What exactly is a distinguished point in the Riemann sum when defining the definite integral 
I do not understand what a distinguished point is. Is it a real number between endpoints $x_{i-1}$ and $x_{i}$, or something else?
(source https://en.wikipedia.org/wiki/Integral#Formalization)
 A: There are various constructions of the definite Riemann integral $\int_a^b f(x)\>dx$. All of them work with partitions
$${\cal P}:\quad a=x_0<x_1<x_2<\ldots<x_N=b$$
of the interval $[a,b]$, and some of them work with tagged partitions $({\cal P}, {\bf t})$  (or similarly notated), where in addition to the separating points $x_i$ of ${\cal P}$ we choose in each interval $[x_{i-1},x_i]$ $\>(1\leq i\leq N)$  an "evaluating point" $t_i$. These points $t_i$ are in no way "distinguished". The $t_i$ are just $N$ more "dummy variables" entering in the limiting process.
The result of this limiting process is always the same, and is denoted by $\int_a^b f(x)\>dx$. When we just have partitions ${\cal P}$ we need additional "local infs and sups" to form lower and upper Riemann sums (i.e., "hidden limits")
$$L(f,{\cal P}):=\sum_{i=1}^N \inf\bigl\{f(t)\bigm|x_{i-1}\leq t\leq x_i\bigr\}\>(x_i-x_{i-1}),\qquad U(f,{\cal P}):=\ldots\ .$$
With tagged partitions we just look at sums
$$R(f,{\cal P}):=\sum_{i=1}^N f(t_i)\>(x_i-x_{i-1})\ ,$$
whereby the $t_i$-data are tacitly assumed, but not referred to in the $R$-notation.
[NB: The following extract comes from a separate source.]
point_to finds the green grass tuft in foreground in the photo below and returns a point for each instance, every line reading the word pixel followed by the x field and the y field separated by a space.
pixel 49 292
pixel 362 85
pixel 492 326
A: If you remember the left-hand sum, right-hand sum, trapezoidal sum, etc. Those are ways of choosing your distinguished points and partitions. The integral exists when you are allowed to choose any distinguished point for any partition and take the limit as the length of your partitions goes to zero.